I’m not exactly sure when we crossed the line from an “average-sized” family to a “large” one, but I will tell you that when people see my family of six in public, we are frequently met with comments of the “whoa… YIKES” variety.
“You’ve got your hands full!”
“You’re busy, aren’t you!?”
“Better you than me!”
“Are they all yours?”
I’ve even had strangers question our birth control choices and suggest we permanently solve that “problem” (yes, really). Buuuuuut that’s another topic for another day.
The comments don’t bother me, really. But at times, they do cause me to question, “when did having more than 2.5 kids become a bad thing?” Sure, some days can be super overwhelming, and having a house full of young kids can cause all sorts of chaos and challenges.
But when push comes to shove, I don’t just survive having a large family, I LOVE having a large family.
Beyond the obvious blessings that come with having children, regardless of how many you have, we’ve discovered 5 unexpected benefits of having a large family.
- Your house is never perfectly clean, but you’ve learned not to care: I love having a clean house. I love Joanna Gaines inspired decor and beautiful white furniture and shiny, spotless hardwood floors. But when you have multiple young kids, trying to keep a spotless house really is like brushing your teeth and eating Oreos at the same time. As soon as you have one corner clean, the other side of the house is a disaster.

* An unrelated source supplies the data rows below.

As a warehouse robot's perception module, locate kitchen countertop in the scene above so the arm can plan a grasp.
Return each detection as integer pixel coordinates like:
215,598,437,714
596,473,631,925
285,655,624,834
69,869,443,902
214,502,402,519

This realization has helped me to let go of a lot of expectations I have for how my house “should” look. Instead, I decided that as long as the kids are awake, the house is probably going to be a bit of a disaster, so I’m finding myself playing on the ground with them instead of trying to stay caught up. I can catch up when they go to bed… or when they turn 18. This same shift in mindset can be applied to lots of other areas: cooking beautiful meals, hosting perfect parties, getting anywhere on time, getting kids potty trained by a certain age, looking “put together”… the more people demanding your attention, the more you have to prioritize the things that really matter to you.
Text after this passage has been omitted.